DigitalObject personDobj = new DigitalObject();
personDobj.type = "Person";
JsonObject personContent = new JsonObject();
JsonObject name = new JsonObject();
name.addProperty("first", "Jane");
name.addProperty("last", "Hoeger");
personContent.add("name", name);
personContent.addProperty("gender", "female");
JsonObject address = new JsonObject();
address.addProperty("line1", "123 Elm St");
address.addProperty("line2", "Apt A");
address.addProperty("line3", "Charlottesville, VA 22902");
personContent.add("address", address);
JsonObject birth = new JsonObject();
birth.addProperty("date", "19941221");
personContent.add("birth", birth);
JsonArray issueIds = new JsonArray();
JsonObject id = new JsonObject();
id.addProperty("type", "license");
id.addProperty("id", "123456-789");
issueIds.add(id);
personContent.add("issuedIds", issueIds);
JsonObject prints = new JsonObject();
prints.addProperty("id", "qwerty123456");
prints.addProperty("source", "govt");
prints.addProperty("lastCapturedDate", "19750306");
personContent.add("fingerprints", prints);
personDobj.setAttribute("content", personContent);
client.create(personDobj, adminAuthInfo, serviceInfo);

Will produce this error:

Exception in thread "main" net.dona.doip.client.DoipException: Bad request: 400; Either Issued Id or Last Name + Birthday is duplicated.
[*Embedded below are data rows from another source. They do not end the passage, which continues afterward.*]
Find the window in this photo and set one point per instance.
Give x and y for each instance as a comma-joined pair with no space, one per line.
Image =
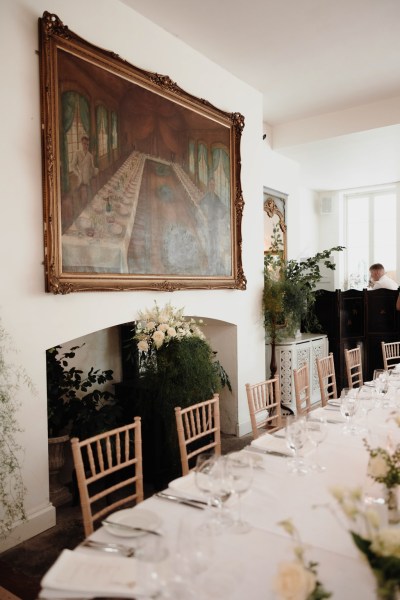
370,234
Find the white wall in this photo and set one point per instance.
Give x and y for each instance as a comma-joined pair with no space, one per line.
37,320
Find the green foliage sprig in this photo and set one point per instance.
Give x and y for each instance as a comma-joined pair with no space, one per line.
74,405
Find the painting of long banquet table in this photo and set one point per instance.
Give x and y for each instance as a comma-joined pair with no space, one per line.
141,179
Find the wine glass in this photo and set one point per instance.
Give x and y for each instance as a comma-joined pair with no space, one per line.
211,479
295,434
240,473
349,404
381,381
317,430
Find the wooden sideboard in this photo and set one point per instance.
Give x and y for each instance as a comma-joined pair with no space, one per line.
293,353
358,318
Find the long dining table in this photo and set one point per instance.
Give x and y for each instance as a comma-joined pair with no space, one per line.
244,565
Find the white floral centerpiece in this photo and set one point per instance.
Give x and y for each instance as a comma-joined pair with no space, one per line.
379,544
176,366
384,468
159,326
298,579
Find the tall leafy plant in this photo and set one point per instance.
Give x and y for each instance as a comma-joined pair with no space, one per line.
289,293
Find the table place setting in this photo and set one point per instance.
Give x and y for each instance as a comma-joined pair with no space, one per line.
269,444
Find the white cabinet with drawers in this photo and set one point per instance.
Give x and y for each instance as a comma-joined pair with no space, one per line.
293,353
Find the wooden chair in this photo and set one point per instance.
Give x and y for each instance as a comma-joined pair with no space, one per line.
301,380
326,378
354,367
98,460
264,400
390,354
199,430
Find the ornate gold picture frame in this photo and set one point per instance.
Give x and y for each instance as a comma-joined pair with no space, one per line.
141,180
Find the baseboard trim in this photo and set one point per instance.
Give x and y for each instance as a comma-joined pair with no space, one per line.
36,523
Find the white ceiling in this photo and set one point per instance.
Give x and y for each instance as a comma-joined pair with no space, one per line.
308,58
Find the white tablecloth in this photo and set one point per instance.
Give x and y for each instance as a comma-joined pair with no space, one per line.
244,565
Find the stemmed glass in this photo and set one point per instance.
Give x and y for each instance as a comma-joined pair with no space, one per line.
381,381
240,472
211,478
317,430
296,436
349,403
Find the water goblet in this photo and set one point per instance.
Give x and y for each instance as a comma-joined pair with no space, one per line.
317,430
211,479
295,434
349,404
240,473
381,381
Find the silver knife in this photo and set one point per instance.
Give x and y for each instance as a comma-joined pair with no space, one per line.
111,548
189,502
271,452
130,527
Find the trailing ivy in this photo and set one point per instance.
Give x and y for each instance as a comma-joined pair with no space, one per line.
12,488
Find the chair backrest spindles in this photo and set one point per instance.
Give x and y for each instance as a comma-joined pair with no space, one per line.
354,367
194,423
101,458
301,380
264,401
390,354
326,378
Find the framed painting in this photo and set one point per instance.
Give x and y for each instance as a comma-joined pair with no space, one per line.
141,179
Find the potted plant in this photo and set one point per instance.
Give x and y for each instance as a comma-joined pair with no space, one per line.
289,295
74,408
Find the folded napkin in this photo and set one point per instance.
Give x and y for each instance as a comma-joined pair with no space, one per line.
186,487
333,402
329,414
93,575
269,442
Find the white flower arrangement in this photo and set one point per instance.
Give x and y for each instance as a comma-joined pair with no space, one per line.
159,326
379,544
298,579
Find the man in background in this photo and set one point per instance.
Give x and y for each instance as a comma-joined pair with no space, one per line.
379,280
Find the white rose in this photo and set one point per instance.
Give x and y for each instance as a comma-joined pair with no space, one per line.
294,582
387,542
158,338
143,346
377,466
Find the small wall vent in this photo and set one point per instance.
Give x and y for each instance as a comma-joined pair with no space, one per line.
326,205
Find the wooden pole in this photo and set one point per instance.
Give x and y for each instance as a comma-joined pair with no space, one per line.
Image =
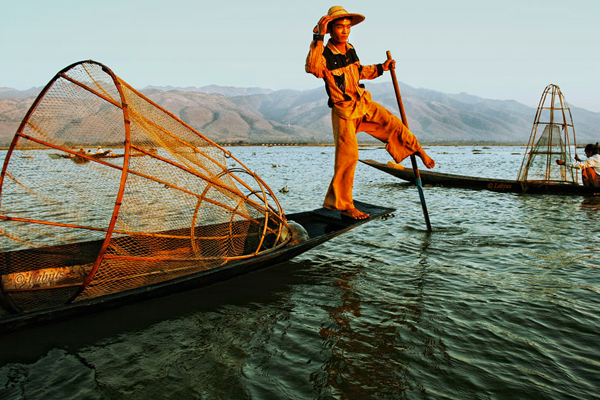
413,159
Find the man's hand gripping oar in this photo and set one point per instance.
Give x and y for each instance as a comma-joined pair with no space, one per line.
413,159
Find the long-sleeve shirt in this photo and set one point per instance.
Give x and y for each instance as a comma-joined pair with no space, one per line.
593,162
341,72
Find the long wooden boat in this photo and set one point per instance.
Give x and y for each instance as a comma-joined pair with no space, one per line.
552,138
476,183
99,232
320,225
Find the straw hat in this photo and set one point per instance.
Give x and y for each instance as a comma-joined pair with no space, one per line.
337,12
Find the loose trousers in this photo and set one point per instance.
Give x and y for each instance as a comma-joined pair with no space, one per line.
378,122
590,177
Trying to create objects as a user will also fail, due to the Authorization configuration. For example, this Loan creation attempt:

DigitalObject loanDobj = new DigitalObject();
loanDobj.type = "Loan";
JsonObject loanContent = new JsonObject();
loanContent.addProperty("lender", "ABC Bank");
loanContent.addProperty("start", "20180101");
loanContent.addProperty("end", "20220101");
loanContent.addProperty("status", "performing");
JsonObject amount = new JsonObject();
amount.addProperty("amount", "10000");
amount.addProperty("currency", "USD");
loanContent.add("amount", amount);
JsonArray borrowers = new JsonArray();
borrowers.add("test/987a25ef7a329664b150");
loanContent.add("borrowers", borrowers);
loanDobj.setAttribute("content", loanContent);
// Using user authentication info instead of admin
AuthenticationInfo userAuthInfo = new PasswordAuthenticationInfo("user1", "password");
client.create(loanDobj, userAuthInfo, serviceInfo);

Will produce this error:

Exception in thread "main" net.dona.doip.client.DoipException: Forbidden: 403

However, users can still read object and call read-only static methods. Unauthenticated users who try to read objects instead get a Unauthorized: 401 error.